Delong Zhou, Ph.D.
Bioinformatics Researcher
Exploring RNA Regulation in Disease Through RNA-Seq
Bridging Bioinformatics with Experimental Biology
Bioinformatics Researcher
Exploring RNA Regulation in Disease Through RNA-Seq
Bridging Bioinformatics with Experimental Biology
My Current Post-Doc research project at LÉCUYER Lab of RNA Biology at Institut de recherches cliniques de Montréal (IRCM) aims to predict RNA localization signals by training machine learning models on RNA-seq data generated in the lab. By comparing RNA localization signals across different contexts—from cancer- or neurodegenerative patient-derived cell lines to Drosophila cell lines—we aim to determine how RNA localization rules are conserved or divergent and gain deeper insights into their regulation across physiological and pathological conditions.

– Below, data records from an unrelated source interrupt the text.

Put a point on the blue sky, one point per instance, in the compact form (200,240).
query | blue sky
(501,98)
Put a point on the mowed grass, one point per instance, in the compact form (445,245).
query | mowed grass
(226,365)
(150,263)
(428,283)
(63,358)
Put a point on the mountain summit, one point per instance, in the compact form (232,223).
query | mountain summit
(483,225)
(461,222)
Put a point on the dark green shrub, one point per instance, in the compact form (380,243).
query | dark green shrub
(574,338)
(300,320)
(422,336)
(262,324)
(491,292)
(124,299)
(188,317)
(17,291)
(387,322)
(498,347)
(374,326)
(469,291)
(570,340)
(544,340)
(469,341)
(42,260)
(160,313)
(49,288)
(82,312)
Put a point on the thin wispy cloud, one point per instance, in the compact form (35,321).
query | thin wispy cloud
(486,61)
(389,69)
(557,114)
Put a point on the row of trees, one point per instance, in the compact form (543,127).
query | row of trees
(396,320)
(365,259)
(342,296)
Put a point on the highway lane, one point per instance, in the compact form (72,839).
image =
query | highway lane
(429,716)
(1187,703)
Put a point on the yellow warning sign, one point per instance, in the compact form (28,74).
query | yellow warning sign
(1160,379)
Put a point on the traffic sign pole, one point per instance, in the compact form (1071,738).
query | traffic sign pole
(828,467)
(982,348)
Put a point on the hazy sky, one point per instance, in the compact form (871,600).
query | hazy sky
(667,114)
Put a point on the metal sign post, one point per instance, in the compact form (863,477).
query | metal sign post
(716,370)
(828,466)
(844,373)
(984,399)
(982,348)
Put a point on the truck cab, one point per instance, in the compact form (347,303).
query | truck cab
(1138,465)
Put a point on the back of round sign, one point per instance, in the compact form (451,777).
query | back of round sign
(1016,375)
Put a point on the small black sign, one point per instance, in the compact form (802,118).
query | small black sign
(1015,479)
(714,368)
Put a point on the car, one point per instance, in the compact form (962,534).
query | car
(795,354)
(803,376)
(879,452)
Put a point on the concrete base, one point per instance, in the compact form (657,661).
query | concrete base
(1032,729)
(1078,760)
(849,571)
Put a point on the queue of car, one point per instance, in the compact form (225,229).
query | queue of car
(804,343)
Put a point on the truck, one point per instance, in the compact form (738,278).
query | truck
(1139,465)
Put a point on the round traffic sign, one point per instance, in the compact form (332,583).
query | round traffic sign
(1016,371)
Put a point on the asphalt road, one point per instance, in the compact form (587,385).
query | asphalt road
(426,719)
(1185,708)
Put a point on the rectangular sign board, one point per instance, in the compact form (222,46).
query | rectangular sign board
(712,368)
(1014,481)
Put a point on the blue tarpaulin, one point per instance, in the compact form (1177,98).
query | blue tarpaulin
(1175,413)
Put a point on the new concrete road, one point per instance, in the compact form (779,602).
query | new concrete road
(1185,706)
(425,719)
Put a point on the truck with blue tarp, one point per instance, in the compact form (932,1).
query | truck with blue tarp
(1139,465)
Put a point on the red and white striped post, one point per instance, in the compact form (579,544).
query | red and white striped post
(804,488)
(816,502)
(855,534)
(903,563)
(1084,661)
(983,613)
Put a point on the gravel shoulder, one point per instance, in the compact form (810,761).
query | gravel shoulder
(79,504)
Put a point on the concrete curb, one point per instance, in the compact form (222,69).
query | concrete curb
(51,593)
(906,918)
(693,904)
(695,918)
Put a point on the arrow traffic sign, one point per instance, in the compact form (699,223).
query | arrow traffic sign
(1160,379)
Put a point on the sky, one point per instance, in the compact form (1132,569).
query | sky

My first Post-Doc research project under Dr. Bagot at McGill University aims to determine how a depression-impacted brain region responds to psilocybin, a potential cure for people unresopnsive to current treatments. The findings will improve our understanding of how psilocybin works, therefore support the development of psilocybin and other novel depression treatments.
My PhD project supervised by Dr. Michelle Scott and Dr. Sherif Abou Elela at University of Sherbrooke studied how alternative splicing is regulated and how it impacts cell function. Alternative splicing allows one gene to produce multiple proteins of different or sometimes even opposite functions. My work helps to explain how the same splicing regulators can cause opposite outcomes in different tissues. I also developed SAPFIR, a webserver to annotate how changes in splicing lead to changes in protein function to help analyze RNA-seq experiments.
My internship supervised by Dr. Lluis Mir at UMR 8203 Laboratoire de Vectorologie et Thérapeutiques Anti-cancéreuses at CNRS-Institut Gustave-Roussy, Villejuif, France investigated how short bursts of electronic pulses destabilize the cell membranes to introduce chemicals into the cells or to fuse multiple cells. This technique is used to manipulate cytosolic calcium concentration or to fuse cells with different interesting properties to create a hybrid cell line with those properties combined.
In this project lead by Heike Schuler in Dr. Bagot's lab, we challenge the traditional male-centric metrics in depression research by showing that female mice respond differently to social stress. We show that female mice display unique changes in movement patterns rather than typical social avoidance behaviors. We developed a new metric, based on these movement changes, to better study stress in females. This research highlights the importance of tailoring depression studies to account for differences between sexes. I helped to train the machine learning model to track mouse body parts.
In this collaboration between Dr. Scott's lab and Dr. Auger-Messier's lab, we investigated the role of Srsf3 in cardiac function by selectively deleting the gene in heart muscle cells. Our findings demonstrate that loss of Srsf3 disrupts mitochondrial integrity and energy production, leading to cardiomyocyte hypertrophy, impaired contractile function, and early postnatal lethality in mice. These results highlight the critical role of Srsf3 in maintaining mitochondrial homeostasis and cardiac health, providing insights into potential mechanisms underlying mitochondrial dysfunction in heart disease. I analyzed the RNAseq experiment in this study.